Sadly, trade skirmishes over access and control of natural resources are nothing new. During the North American Free Trade Agreement (NAFTA) negotiations the U.S. was vying for, and eventually received, almost limitless access to Canadian resources. Today, the tar sands of Alberta are characterized by extreme (and inequitable) wealth and environmental degradation. As such, the debate about the tar sands has been reduced to an argument over jobs and the environment. Both points valid, but both seemingly insufficient. Missing from the discussion is an analysis of the systemic drivers of unfettered resource extraction occurring in Alberta.

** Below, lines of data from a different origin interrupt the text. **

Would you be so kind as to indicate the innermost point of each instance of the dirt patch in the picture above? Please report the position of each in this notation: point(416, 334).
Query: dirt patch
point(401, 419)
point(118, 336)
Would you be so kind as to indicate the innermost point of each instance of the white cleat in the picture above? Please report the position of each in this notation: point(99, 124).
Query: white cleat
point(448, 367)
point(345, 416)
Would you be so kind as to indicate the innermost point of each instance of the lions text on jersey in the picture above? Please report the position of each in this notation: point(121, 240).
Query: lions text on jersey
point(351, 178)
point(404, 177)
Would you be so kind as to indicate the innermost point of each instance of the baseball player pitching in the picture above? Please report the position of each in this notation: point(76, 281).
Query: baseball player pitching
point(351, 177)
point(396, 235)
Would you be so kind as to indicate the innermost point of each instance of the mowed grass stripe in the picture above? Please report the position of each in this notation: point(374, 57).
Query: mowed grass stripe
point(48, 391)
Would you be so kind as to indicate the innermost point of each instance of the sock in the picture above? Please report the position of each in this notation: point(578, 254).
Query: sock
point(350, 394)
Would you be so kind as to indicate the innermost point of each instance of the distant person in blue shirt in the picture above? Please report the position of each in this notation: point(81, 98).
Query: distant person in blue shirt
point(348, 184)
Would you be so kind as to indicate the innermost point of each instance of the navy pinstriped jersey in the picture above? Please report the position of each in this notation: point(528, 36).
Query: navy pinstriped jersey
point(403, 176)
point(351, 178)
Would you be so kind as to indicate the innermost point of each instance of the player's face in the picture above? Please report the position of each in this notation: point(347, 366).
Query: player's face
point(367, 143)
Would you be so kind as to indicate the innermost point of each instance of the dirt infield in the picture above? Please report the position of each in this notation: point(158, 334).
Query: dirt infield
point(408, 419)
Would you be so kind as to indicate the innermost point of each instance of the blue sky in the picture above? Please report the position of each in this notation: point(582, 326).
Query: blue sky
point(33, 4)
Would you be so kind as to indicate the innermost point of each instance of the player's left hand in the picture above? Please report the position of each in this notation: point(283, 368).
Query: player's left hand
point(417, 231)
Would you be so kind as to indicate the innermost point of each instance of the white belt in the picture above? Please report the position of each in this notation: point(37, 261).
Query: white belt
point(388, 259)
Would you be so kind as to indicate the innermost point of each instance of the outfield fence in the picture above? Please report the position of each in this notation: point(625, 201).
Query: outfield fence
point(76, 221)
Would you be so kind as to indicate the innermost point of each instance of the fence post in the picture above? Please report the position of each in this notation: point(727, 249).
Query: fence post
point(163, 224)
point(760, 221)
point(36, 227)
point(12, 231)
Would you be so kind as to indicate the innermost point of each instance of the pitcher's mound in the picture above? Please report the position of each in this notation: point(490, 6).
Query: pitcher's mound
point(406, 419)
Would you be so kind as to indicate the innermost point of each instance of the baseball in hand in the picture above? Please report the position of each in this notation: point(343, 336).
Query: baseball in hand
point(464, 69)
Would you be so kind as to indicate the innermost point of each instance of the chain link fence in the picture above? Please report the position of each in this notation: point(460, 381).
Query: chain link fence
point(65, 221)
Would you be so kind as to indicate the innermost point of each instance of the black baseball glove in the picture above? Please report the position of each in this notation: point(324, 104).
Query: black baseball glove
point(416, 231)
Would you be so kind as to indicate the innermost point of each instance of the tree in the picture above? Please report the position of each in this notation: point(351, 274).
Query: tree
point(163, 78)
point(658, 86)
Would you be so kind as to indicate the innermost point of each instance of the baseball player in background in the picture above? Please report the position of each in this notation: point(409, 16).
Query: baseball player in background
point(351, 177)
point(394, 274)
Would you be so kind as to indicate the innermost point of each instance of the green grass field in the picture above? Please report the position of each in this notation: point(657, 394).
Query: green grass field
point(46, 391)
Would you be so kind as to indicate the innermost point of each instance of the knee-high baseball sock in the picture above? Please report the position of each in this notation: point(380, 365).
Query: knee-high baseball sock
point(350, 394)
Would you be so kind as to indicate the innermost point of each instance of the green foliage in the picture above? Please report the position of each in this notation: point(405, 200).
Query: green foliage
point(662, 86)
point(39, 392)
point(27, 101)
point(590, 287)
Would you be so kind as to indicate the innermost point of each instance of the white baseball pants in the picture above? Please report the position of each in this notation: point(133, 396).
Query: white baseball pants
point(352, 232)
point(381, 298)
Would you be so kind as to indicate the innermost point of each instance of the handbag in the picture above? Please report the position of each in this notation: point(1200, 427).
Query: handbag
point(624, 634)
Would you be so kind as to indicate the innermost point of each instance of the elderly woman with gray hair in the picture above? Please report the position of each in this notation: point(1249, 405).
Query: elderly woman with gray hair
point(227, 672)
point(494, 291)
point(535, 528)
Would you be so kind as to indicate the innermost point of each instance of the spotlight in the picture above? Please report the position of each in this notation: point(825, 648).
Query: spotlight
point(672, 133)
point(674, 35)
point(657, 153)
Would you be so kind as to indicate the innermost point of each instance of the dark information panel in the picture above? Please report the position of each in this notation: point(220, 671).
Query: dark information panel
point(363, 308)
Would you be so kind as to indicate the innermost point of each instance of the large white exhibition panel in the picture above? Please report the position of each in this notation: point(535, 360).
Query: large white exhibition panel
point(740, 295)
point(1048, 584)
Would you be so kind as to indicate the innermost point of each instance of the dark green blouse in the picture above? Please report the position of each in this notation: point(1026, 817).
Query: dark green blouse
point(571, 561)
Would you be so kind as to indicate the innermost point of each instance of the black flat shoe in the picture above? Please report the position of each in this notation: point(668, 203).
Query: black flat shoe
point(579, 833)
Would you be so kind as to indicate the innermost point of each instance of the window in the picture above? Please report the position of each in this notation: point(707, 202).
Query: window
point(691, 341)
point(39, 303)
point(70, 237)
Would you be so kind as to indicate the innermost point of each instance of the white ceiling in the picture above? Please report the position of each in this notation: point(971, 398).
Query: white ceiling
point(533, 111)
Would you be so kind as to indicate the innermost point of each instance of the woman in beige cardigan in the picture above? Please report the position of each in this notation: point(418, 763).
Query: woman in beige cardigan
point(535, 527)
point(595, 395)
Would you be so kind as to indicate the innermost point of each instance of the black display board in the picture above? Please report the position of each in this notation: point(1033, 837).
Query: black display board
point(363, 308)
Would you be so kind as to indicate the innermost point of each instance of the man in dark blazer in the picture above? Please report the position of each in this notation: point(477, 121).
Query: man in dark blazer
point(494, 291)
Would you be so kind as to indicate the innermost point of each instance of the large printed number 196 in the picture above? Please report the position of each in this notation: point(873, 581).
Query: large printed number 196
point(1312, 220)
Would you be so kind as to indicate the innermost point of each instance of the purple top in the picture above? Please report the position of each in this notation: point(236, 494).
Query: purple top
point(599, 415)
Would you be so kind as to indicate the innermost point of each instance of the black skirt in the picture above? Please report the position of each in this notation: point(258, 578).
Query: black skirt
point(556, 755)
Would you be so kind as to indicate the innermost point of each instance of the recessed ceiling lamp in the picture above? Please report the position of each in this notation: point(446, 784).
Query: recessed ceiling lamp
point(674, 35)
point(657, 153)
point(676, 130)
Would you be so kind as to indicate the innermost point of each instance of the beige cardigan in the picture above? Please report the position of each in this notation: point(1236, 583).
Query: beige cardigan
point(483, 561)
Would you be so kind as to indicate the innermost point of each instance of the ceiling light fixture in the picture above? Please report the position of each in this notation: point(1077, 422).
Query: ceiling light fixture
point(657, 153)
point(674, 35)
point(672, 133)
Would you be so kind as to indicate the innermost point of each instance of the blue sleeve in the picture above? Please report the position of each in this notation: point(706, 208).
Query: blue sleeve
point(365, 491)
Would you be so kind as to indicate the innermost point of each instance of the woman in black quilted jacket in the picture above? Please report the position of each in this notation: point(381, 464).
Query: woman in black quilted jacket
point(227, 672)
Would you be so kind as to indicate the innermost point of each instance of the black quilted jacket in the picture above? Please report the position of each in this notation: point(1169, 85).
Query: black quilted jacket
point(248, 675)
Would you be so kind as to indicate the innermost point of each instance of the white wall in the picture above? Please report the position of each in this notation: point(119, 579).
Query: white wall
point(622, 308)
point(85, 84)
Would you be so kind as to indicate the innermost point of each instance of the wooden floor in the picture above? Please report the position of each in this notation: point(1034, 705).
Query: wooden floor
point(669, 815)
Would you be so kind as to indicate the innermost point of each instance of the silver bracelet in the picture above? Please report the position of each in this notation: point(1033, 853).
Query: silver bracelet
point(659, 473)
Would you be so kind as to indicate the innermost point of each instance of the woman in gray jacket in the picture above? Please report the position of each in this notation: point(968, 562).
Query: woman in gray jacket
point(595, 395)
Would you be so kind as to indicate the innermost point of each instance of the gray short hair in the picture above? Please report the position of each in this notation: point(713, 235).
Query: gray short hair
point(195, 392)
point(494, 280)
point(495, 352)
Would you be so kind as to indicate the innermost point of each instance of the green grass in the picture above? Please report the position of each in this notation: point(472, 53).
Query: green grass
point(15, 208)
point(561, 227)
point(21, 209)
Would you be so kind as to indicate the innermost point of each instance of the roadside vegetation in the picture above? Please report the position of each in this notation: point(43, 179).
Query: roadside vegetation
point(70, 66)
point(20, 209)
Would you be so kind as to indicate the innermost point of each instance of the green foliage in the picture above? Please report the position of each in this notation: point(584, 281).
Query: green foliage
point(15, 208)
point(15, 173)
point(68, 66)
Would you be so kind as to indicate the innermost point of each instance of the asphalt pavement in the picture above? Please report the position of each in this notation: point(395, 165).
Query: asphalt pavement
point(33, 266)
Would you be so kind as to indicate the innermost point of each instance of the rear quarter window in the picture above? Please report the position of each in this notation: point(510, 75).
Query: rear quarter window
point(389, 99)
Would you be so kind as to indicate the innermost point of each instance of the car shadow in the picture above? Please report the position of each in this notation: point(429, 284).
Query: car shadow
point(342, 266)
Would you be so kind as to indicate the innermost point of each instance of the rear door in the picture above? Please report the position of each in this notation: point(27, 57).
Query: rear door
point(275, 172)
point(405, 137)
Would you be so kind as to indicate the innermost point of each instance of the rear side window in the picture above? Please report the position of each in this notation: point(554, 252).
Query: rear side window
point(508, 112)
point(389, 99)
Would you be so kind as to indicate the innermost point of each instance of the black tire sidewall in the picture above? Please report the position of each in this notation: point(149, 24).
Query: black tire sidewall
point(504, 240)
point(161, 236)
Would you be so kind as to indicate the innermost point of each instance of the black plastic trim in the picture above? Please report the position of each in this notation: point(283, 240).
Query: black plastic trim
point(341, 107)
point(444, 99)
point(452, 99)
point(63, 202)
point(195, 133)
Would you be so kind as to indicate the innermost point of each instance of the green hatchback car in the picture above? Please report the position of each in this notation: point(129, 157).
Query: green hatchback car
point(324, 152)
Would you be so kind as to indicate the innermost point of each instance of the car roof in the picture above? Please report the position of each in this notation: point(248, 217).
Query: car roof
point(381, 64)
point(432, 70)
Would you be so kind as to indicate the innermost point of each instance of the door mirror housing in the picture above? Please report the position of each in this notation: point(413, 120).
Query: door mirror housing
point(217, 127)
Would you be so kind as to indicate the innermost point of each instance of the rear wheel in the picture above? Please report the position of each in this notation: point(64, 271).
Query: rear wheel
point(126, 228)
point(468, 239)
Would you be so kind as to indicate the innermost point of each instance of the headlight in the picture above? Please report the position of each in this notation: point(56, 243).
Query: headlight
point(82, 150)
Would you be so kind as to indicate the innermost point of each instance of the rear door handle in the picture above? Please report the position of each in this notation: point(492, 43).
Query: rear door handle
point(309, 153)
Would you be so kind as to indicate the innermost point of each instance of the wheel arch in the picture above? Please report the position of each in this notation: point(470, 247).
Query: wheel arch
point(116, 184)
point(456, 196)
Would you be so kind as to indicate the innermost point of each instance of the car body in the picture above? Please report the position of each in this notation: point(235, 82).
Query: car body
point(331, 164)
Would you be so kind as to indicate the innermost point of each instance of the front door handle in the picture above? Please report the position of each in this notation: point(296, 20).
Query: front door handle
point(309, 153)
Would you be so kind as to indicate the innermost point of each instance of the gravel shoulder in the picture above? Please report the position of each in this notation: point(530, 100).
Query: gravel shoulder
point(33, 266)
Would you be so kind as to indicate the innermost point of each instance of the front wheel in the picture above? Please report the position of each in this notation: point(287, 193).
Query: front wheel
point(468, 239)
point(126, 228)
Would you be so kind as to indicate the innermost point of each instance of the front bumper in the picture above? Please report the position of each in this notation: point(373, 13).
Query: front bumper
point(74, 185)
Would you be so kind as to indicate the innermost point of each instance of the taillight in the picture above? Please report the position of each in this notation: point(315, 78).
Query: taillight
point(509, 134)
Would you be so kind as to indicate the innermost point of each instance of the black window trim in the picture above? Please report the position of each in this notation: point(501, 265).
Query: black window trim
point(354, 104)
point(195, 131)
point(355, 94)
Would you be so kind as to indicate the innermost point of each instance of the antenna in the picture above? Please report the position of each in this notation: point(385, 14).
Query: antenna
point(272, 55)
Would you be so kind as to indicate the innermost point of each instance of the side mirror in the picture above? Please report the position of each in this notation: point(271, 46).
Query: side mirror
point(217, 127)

In our new report, we hope to shed light on some of the key failures of trade and how neoliberalism has led to such a subversive system in the Alberta tar sands. NAFTA’s proportionality clause (article 605) and Investment chapter (chapter XI) have compromised Canadian sovereignty over natural resources and expanded corporations’ ability to influence laws resulting in large land acquisitions and the unmitigated extraction of Canadian natural resources by transnational corporations at the expense of human health and the environment. As the TTIP negotiations progress we need to ask ourselves, will the US and its new found energy reserves be another story of mismanagement driven by globalization?
An increasing number of people are beginning to realize that the term “free trade” denotes an extension of corporate rights and profits at the expense of sovereignty, labor and the environment. The current free trade negotiations of the Trans-Atlantic Trade and Investment Partnership (TTIP), Trans-Pacific Partnership (TPP) and Comprehensive Economic and Trade Agreement (CETA) are being negotiated behind closed doors. The opaqueness of government and corporation backroom dealings remove citizens from the conversation when it is these citizens who are subjected to the outcome of negotiations: affecting working standards, resource allocation and the environmental aftermath of reckless foreign direct investment. Yet we only get a glimpse of negotiating content through leaked documents. Transparency is necessary for democratic decision making. As citizens we need to know if it is our interests, or corporate interests being negotiated in these trade agreements. More than 20 years ago Ralph Nader wrote about NAFTA and General Agreement on Tariffs and Trade (GATT):
[W]ith citizens shut out of the process at every turn, it is no surprise that these trade agreements pose such a threat to the procedural gains of citizen movements in numerous countries in recent decades, to their potential to rein in multinational corporations, and to both Third World and industrialized countries’ ability to maintain control over their economies through some measure of feasible self-sufficiency. On procedural grounds alone, the authoritarian exclusion of citizen participation condemns the GATT and NAFTA operations. Are people to struggle for such rights as only to lose these rights in closed international negotiations dominated by corporate interests and their bureaucratic allies?
Nader’s statements are more relevant today than ever, and the stakes are even higher as we experience depleting natural resources, climate change, increasing economic inequality and economic instability. In the end, multinational corporations are interested in profit not the social and environmental externalities that affect everyone. In order to progress social standards we must demand the opening of trade negotiations to the public and oppose undemocratic mechanisms such as “fast track.”